For routines with smaller amounts of locals, it looks like he's just forcing 8 byte alignment, which is odd, unless he's only allowing small leaf functions (those that don't call anything, so that continuing alignment doesn't matter) to have alignment less than 16 bytes (which is quite plausible). I'd test it, but I'm away from any useful copy of GCC at the moment.

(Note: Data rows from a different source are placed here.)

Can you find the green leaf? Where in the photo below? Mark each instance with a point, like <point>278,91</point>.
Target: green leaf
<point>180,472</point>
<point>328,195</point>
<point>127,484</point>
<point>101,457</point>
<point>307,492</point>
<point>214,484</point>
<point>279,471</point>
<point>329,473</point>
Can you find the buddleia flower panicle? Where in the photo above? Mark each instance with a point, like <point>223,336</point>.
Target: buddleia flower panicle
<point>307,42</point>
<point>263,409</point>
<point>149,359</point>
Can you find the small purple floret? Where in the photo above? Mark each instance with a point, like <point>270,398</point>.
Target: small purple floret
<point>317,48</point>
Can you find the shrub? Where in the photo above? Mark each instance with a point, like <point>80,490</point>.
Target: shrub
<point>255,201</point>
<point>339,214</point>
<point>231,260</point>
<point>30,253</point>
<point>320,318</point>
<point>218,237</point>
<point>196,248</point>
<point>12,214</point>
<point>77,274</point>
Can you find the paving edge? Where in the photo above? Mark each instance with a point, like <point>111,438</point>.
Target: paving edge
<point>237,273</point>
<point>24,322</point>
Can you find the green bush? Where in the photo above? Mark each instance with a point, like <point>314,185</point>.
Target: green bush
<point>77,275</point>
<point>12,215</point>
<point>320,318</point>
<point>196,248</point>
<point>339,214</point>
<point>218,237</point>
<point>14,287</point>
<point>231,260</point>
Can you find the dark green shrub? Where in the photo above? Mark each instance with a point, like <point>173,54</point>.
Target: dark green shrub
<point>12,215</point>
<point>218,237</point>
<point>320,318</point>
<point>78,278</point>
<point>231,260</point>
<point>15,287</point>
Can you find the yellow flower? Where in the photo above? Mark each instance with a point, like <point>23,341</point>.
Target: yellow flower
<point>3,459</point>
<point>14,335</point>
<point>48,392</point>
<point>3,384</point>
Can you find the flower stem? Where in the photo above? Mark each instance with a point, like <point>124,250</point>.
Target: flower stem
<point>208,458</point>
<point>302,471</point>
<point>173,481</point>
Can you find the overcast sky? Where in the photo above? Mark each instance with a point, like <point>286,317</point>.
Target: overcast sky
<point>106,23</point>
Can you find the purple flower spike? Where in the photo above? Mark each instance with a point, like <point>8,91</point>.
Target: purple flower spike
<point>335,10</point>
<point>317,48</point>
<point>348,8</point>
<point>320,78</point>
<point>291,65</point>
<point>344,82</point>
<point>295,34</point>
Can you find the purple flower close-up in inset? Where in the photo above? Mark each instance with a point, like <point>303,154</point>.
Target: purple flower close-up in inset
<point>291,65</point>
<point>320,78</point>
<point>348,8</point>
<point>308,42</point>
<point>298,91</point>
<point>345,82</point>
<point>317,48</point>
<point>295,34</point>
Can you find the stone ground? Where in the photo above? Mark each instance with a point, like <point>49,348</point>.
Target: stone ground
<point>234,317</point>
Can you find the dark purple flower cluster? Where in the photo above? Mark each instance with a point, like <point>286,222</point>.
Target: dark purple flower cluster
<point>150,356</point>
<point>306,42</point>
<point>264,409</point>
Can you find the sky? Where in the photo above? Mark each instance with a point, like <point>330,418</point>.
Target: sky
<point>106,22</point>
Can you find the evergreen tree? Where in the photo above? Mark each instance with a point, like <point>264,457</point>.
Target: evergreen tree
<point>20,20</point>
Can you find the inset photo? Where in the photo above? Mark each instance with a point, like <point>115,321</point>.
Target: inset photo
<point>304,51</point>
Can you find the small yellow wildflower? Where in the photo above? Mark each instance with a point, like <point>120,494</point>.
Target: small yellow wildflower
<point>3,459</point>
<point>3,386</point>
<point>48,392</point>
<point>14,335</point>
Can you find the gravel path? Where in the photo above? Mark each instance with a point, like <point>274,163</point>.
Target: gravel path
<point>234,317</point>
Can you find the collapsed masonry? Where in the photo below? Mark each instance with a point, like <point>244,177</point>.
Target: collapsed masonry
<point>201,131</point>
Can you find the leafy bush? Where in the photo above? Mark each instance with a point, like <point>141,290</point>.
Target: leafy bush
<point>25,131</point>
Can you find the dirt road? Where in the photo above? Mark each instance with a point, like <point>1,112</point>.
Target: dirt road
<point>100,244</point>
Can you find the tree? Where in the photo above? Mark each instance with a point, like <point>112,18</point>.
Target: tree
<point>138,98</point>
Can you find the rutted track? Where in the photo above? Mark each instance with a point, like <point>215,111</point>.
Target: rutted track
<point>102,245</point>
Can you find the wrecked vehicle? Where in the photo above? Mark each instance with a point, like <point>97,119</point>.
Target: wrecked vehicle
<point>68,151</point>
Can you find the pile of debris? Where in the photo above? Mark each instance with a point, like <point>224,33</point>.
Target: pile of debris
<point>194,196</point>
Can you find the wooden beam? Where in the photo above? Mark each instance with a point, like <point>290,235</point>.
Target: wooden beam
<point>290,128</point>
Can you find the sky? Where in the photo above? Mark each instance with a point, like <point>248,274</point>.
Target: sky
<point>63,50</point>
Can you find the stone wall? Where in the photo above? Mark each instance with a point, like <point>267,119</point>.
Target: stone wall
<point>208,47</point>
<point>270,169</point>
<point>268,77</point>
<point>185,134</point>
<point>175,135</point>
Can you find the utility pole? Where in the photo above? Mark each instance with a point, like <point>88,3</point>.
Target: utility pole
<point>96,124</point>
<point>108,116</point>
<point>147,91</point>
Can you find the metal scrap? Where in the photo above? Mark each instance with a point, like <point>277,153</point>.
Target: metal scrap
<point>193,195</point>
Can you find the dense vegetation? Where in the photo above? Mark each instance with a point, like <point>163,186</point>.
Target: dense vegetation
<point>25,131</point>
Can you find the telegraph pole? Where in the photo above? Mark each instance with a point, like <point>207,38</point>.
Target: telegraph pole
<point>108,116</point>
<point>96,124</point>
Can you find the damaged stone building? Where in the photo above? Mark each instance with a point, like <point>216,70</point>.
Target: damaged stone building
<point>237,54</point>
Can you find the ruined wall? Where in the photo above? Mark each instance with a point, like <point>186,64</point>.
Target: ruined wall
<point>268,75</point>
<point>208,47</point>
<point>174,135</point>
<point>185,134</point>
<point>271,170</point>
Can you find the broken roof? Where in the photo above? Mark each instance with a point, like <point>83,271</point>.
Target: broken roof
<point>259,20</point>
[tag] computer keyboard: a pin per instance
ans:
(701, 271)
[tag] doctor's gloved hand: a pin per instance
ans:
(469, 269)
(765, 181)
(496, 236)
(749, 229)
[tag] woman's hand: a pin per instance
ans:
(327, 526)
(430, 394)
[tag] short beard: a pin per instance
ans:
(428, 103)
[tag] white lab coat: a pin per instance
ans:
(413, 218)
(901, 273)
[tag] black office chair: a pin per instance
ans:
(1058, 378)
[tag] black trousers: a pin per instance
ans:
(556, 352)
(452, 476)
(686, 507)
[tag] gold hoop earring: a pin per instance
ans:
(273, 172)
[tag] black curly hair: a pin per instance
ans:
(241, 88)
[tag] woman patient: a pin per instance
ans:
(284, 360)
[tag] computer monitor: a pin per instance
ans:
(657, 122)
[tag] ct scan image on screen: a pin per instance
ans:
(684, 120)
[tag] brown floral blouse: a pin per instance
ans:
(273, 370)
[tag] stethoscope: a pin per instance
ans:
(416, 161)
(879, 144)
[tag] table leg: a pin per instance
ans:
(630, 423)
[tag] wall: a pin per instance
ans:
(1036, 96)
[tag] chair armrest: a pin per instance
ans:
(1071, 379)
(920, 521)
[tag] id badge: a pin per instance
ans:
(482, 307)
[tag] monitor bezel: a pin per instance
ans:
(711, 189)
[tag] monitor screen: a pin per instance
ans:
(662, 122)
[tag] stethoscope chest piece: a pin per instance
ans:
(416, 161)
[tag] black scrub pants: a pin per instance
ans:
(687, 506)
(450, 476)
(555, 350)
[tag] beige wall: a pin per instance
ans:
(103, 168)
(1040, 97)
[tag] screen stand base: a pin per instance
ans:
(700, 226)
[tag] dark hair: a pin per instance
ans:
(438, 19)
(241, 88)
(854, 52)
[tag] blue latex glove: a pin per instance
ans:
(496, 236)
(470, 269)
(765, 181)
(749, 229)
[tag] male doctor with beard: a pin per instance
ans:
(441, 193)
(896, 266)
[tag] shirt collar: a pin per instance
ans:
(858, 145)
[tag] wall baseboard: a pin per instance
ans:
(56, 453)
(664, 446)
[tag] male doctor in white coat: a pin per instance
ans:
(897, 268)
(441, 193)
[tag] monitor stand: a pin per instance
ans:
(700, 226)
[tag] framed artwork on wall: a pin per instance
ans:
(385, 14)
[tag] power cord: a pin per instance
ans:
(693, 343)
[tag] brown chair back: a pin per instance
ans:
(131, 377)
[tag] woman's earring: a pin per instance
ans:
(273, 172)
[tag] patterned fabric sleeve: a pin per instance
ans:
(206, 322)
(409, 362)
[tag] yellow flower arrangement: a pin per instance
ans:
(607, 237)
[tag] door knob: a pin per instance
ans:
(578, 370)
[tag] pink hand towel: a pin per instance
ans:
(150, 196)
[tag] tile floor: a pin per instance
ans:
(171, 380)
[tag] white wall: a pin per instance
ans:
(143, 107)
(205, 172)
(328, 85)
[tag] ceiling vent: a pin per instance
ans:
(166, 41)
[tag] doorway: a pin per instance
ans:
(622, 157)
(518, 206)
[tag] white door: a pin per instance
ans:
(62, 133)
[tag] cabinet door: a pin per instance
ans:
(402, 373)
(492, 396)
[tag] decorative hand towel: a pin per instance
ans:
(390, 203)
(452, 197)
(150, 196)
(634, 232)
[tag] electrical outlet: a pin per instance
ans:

On Dec 16, 7:20 am, "robertwess...@yahoo.com" <spamt...@crayne.org> wrote:
> At first glance it appears that GCC is simply trying to keep 16 byte > alignment on the stack so long as there are more than 7 bytes of > locals. Remember that the stack has not only the stack frame, it has > the old epb value and the return address, so there's an extra 8 bytes > right there that you have to deal with for alignment purposes, plus > the stack check word. >From Tim Prince on the gcc list I learned that the reason that GCC
keeps the stack aligned to 16 bytes (by default) is that it is required by the Streaming SIMD Extensions (SSE). <http:// en.wikipedia.org/wiki/Streaming_SIMD_Extensions>
However, I am still not convinced that what we are seeing is 16-byte alignment.